Let's say you have access to an Iceberg dataset at a known path. The "root" path of an Iceberg dataset is the one above the "metadata/" and "data/" directories. In this quickstart, I will demo with the test data included in this repo, so assume you are in the root directory of the repo.
In [14]: ORIG_DIR = "/Users/mdurant/temp/warehouse/db/my_table"
In [15]: ice = daskberg.ice.IcebergDataset("./test-data/my_table/", ORIG_DIR)
In [16]: ice.version # latest version file found
Out[16]: 5
In [17]: ice.schema
Out[17]:
[{'id': 1, 'name': 'name', 'required': False, 'type': 'string'},
{'id': 2, 'name': 'age', 'required': False, 'type': 'int'},
{'id': 3, 'name': 'email', 'required': False, 'type': 'string'}]

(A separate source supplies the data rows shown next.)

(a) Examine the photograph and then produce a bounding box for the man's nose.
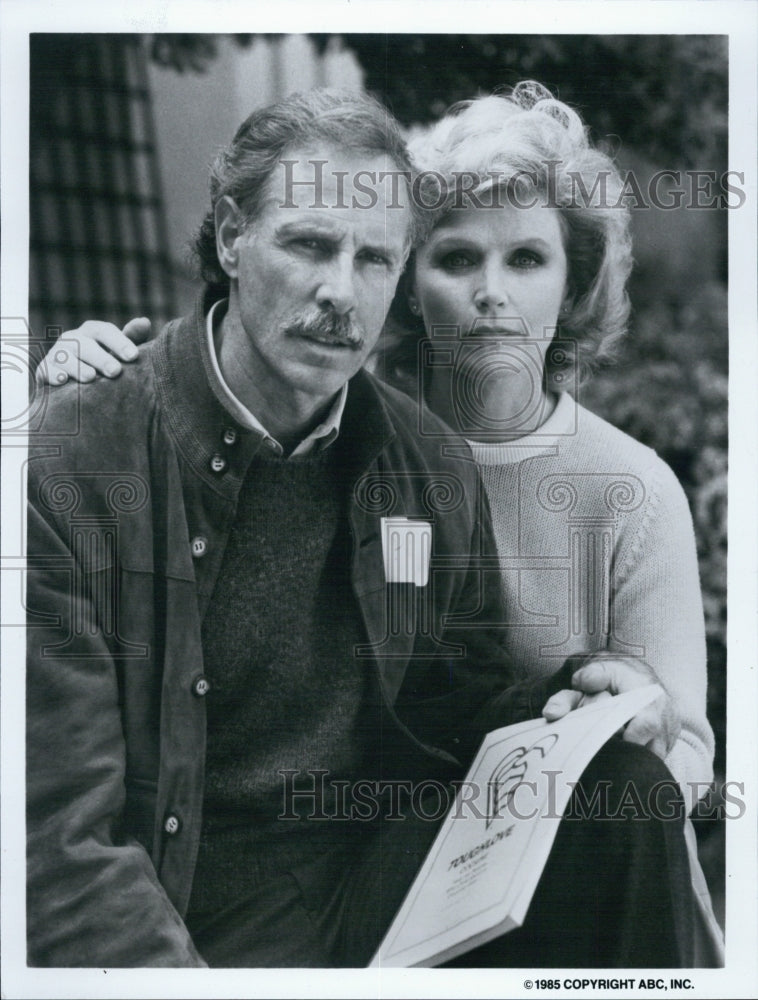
[474,264,509,314]
[316,254,355,316]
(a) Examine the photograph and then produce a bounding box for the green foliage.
[581,278,728,771]
[336,34,728,171]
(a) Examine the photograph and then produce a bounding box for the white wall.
[148,35,363,309]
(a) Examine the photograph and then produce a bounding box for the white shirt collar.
[206,299,347,458]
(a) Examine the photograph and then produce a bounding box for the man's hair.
[386,81,632,388]
[192,89,420,289]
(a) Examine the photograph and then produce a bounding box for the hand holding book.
[542,656,681,759]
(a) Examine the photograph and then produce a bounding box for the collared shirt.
[206,299,347,458]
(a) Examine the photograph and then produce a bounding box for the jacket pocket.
[123,777,158,856]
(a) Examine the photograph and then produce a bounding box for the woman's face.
[411,205,568,440]
[412,197,568,360]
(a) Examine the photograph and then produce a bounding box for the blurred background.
[29,34,738,923]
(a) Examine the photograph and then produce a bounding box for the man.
[27,92,688,966]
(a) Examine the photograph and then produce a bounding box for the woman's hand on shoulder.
[35,317,150,385]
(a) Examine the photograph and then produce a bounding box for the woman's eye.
[510,250,542,268]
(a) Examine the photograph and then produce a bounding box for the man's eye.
[358,250,389,267]
[290,236,324,250]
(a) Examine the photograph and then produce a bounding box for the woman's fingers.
[36,317,150,385]
[542,689,584,722]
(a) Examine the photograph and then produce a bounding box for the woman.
[378,83,713,804]
[40,83,717,960]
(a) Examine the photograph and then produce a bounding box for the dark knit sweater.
[190,442,376,913]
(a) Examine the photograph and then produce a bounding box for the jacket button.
[192,675,211,698]
[163,813,182,837]
[190,535,208,559]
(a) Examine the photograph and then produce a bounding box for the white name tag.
[382,517,432,587]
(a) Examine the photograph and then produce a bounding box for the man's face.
[230,146,410,405]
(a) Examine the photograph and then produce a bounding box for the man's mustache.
[284,309,364,351]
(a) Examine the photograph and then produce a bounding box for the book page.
[371,685,662,966]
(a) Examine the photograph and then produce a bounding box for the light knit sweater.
[469,393,713,805]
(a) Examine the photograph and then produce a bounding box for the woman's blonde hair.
[385,81,632,388]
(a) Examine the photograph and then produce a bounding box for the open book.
[371,684,663,967]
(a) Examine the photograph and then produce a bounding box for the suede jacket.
[27,292,567,967]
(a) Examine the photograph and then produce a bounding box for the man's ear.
[213,194,243,278]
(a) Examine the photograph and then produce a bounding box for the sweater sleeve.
[608,457,714,806]
[27,500,206,967]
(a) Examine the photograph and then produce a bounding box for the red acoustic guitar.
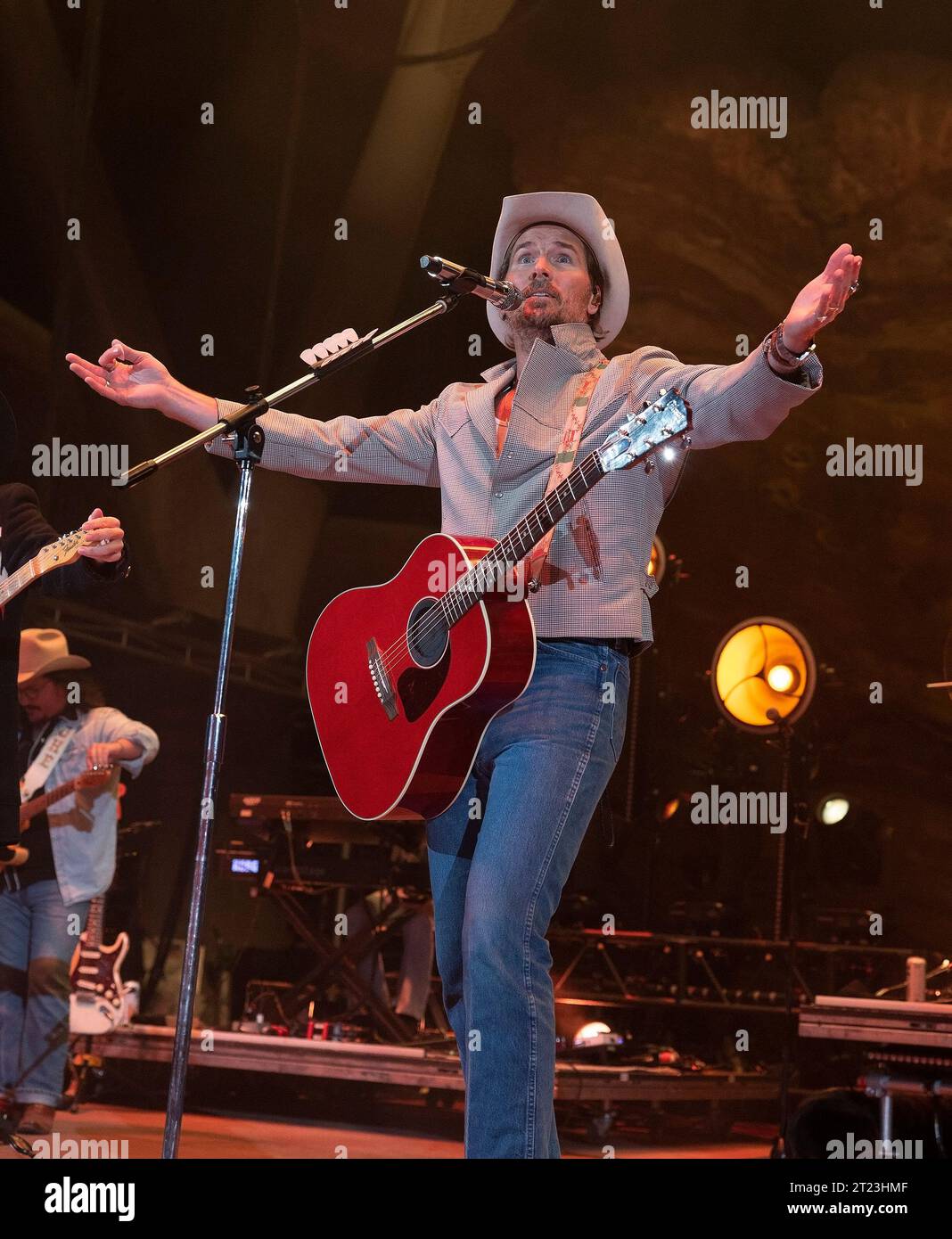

In [18]: len(ice.snapshots)
Out[18]: 3
In [19]: ice.read()
Out[19]:
Dask DataFrame Structure:
name age email
npartitions=5
object Int32 object
... ... ...
... ... ... ...
... ... ...
... ... ...
Dask Name: read-parquet, 1 graph layer
In [20]: ice.read().compute()
Out[20]:
name age email
0 Bob 20 None
0 John 56 email@email.email
0 Fiona 25 None
0 Roger 25 None
0 Alex 36 None
In [21]: ice.open_snapshot(-1)
In [22]: ice.read().compute()
Out[22]:
name age
0 Bob 20
0 Fiona 25
0 Roger 25
0 Alex 36
Some notes:
(the data were created with pyspark SQL and following a Dremio community tutorial)
fsspec
Testing was mostly done with fastparquet, which newly supports schema evolution.